En los días posteriores, analizando los hechos, formuló la siguiente regla: “Los muertos anuncian su presencia corriendo muebles o cortando la luz durante la noche”. Intentó ahondar más: “¿Por qué de noche? ¿Qué tiene la noche?”. Y después de darle vueltas a este interrogante aceptó que a los muertos los atraía el silencio y la soledad. “La noche es quietud y ausencia”, resumió. Convencido de su razonamiento compró tapones para los oídos y decidió ser célibe de por vida. Los tapones le aseguraban noches silenciosas; la soltería, soledad definitiva. Un mes más tarde llegó a esta conclusión: “Los muertos necesitan ayuda”, y se preguntó si él estaba en condiciones de ayudar a alguien. Como la respuesta fue negativa decidió apoyarse en la fe. Compró una cruz, la hizo bendecir y la colgó en la pared, sobre el respaldar de su cama. “Nadie mejor que Dios para recibir demandas”. Cuando consideró que había puesto las bases para dialogar con personas fallecidas, tuvo una actitud egoísta: eligió a su interlocutor. “Hablaré con mamá”. Y como no era hombre arbitrario, justificó su deseo elaborando otra regla: “Los muertos siguen atados a los sentimientos que tuvieron en vida”. No dudó de esto y creyó firmemente que su madre lo visitaría de un momento a otro porque lo había querido mucho. Para asegurarse que su fe no fuera burlada, mantuvo siempre cerca un objeto de la difunta. De allí en más, antes de acostarse, guardaba bajo la almohada el anillo de bodas de su madre muerta.

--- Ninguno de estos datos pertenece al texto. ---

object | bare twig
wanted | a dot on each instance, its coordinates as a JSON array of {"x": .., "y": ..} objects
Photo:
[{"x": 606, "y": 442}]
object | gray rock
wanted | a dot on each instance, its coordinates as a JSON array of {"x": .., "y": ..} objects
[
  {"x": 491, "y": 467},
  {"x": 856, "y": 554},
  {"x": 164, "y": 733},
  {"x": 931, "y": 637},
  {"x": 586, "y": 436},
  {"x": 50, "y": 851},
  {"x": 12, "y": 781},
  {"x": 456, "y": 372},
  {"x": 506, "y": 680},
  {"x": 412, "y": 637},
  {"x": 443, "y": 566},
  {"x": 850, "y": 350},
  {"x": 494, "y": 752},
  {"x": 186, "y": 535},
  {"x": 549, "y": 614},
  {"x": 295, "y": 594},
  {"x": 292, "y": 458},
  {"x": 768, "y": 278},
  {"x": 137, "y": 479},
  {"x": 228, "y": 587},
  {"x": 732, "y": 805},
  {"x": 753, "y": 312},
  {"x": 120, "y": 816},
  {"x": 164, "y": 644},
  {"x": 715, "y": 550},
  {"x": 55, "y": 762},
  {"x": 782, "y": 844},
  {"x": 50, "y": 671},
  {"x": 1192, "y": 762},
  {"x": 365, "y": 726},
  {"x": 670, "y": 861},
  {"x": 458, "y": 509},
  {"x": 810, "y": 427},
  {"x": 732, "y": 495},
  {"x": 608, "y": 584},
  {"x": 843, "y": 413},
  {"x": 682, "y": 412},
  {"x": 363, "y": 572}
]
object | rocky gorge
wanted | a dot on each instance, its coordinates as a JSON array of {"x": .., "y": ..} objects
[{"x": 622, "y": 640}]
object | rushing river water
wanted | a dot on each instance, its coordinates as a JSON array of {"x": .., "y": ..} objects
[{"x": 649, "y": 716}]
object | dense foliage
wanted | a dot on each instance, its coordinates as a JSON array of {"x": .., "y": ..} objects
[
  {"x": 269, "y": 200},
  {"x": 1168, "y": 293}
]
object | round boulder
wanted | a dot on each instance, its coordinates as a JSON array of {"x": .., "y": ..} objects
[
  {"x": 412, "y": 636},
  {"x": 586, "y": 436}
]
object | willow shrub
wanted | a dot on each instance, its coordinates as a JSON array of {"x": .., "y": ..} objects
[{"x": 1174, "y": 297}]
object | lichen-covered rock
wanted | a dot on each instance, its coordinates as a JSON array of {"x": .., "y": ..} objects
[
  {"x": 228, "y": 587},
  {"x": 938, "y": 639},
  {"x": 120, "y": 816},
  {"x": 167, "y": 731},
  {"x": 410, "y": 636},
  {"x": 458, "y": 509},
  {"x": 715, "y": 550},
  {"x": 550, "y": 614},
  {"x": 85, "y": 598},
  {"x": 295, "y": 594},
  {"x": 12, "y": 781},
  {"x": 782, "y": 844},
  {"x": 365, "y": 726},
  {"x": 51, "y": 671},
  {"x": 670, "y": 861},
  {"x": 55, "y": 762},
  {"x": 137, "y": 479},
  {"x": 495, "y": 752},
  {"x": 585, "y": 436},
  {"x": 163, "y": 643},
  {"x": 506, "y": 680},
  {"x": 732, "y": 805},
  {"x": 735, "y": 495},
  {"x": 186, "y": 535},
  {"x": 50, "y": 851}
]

¿Qué sucedía en La Quinta mientras Yñaga se hacía brujo? La Voz bebía el aire preñado de olores marchitos en el fondo del aljibe. Gozosa, acariciaba el alma solitaria de quien la escuchaba y decía: “El amor de los hombres confunde. Acostumbrada a la apacible oscuridad, a las relaciones ordenadas de mi universo sombrío, la pasión de un hombre me enceguece y atrae. Me atrapa en una malla incandescente. Y a decir verdad no me resulta desagradable la calentura que cobija. Sin embargo, aun enajenada, reflexiono y regreso a este frío inmenso. ¿Te extraña? He aprendido a distinguir más allá de las apariencias. Ahí tienes a este hombre que sirve de lecho a las sanguijuelas. No dudé en hacer su gusto. Fui su amante duplicada. Puse a su disposición la inocencia de una joven y la experimentada voluntad de su madre. Diferencias bien profundas que él ni siquiera notó. Fue un insulto a mis ansias. ¿No entiendes? Me entregué como ambicionaba ¿y qué logré? Para él, Stella era igual que María. Denigró mi esfuerzo. Ignoró la sutil representación que le ofrecía. ¿Y qué decir de Modavel? Interesado en ser fiel a sus principios, no advirtió que quien lo tenía entre sus brazos valía mucho más que cualquiera de sus esposas. De esos hechos, de otras historias, aprendí a no engañarme con estremecimientos que semejan violentos terremotos. Supongo, si la eternidad nos da tiempo, que llegará el día en que no necesitaré meterme en un cuerpo ajeno para que ardan mis entrañas”.
Cipriano plantó tres sauces cerca de los galpones y rosales entre los frutales. Cortó algunos álamos, los más viejos. Desamuró la placa de bronce y revocó el pilastrín. Pintó la tranquera de entrada y la del fondo, la que permitía acceder a los cuadros de nogales. Intentó, sin resultado, dar forma a los retamos, podando las desordenadas y débiles ramas. Mantuvo una pequeña huerta con dedicación, se ocupó de que nunca le faltara agua y que las heladas tardías no le hicieran daño. También luchó contra plagas y malezas. Mientras hacía todo esto pensaba en Matilde, su hija.